Sous un bac à fleurs 

Cette fois, le peintre a caché un tableau d'une pizzeria populaire du quartier, sous un bac à fleurs du parc situé à proximité, au milieu des enfants qui jouent à cache-cache.

Arrive le réalisateur Zack Obid, 27 ans, qui habite tout près de là, et se met à chercher comme un fou. D'autres "chasseurs" le rejoignent, certains à vélo. Tous vérifient constamment leur téléphone en quête de nouveaux indices de l'artiste.

Zack Obid crie et rit en trouvant le tableau. C'est le cinquième qu'il trouve, en trois ans.

"C'est fantastique (...) Pour beaucoup de gens, c'est non seulement une façon de posséder une véritable oeuvre originale, mais c'est aussi chez nous", dit le réalisateur, qui a aussi acheté récemment une toile de Wasterval.
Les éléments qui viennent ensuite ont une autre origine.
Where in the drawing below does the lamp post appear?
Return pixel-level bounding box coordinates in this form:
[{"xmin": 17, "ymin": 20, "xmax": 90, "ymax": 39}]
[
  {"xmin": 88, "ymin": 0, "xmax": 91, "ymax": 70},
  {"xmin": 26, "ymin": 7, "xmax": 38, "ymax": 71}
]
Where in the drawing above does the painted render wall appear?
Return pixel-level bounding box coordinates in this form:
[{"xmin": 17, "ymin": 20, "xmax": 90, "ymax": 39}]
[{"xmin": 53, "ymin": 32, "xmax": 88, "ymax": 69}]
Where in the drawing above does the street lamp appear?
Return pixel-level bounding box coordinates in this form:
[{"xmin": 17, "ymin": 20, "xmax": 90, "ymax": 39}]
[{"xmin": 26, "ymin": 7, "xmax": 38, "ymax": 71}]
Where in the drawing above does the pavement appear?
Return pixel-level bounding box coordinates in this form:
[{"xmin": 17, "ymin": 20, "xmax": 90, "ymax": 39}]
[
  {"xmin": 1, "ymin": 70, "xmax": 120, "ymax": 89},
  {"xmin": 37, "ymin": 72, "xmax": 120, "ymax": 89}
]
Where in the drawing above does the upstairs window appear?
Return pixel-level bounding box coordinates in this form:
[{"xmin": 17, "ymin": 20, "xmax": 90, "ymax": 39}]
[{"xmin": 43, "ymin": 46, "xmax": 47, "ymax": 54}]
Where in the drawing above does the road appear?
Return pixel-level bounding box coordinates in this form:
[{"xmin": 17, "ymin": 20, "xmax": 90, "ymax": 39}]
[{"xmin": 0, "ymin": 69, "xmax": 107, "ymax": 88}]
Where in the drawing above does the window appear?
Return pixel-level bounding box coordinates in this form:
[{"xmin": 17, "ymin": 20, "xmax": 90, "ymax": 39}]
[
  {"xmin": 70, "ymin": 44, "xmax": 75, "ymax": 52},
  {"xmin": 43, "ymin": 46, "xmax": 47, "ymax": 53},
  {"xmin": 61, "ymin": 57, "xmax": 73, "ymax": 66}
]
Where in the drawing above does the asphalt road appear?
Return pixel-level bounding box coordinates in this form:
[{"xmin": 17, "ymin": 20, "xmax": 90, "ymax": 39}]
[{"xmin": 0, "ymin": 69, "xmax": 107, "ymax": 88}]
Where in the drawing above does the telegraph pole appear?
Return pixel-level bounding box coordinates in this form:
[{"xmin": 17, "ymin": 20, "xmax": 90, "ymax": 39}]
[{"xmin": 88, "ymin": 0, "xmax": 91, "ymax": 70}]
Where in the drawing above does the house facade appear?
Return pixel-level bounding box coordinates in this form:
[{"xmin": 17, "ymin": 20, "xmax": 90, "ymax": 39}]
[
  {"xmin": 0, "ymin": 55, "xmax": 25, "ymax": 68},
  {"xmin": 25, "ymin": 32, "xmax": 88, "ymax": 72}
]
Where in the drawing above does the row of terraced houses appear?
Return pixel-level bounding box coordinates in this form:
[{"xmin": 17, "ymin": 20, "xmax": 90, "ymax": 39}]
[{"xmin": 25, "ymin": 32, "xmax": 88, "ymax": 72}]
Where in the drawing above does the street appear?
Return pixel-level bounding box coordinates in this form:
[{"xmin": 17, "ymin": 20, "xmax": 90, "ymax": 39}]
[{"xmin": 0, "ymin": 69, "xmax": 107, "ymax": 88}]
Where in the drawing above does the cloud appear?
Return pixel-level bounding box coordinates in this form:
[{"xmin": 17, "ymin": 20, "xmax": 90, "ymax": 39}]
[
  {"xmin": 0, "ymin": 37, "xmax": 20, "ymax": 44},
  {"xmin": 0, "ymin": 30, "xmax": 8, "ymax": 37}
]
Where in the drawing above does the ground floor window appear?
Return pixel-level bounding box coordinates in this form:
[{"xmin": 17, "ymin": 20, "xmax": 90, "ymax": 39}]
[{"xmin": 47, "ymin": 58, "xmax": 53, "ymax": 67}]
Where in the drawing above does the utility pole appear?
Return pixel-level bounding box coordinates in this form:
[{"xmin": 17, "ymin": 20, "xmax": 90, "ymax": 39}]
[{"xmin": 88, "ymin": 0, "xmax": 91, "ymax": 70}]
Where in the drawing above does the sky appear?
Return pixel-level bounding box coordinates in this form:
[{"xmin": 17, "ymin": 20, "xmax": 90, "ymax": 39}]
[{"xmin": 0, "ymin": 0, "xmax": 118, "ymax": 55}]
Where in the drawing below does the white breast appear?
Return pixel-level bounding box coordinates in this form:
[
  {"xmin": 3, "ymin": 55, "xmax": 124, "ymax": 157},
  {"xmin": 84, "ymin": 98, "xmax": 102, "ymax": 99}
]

Lisa Llanes, graphiste de 38 ans, est arrivée trop tard cette fois. Mais elle a trouvé deux tableaux récemment.

"Je vis à Greenpoint depuis presque huit ans, et c'est chouette pour le quartier. C'est bien aussi que Steve soit un artiste local et que ses oeuvres soient adorables", dit-elle.

Steve Wasterval espère organiser un jour une exposition avec toutes ces "miniatures", prêtées par les gagnants. Et étendre bientôt ses chasses au trésor à d'autres quartiers new-yorkais.

"Les gens me le réclament", dit-il. "Je vais lentement étendre mon rayon d'action".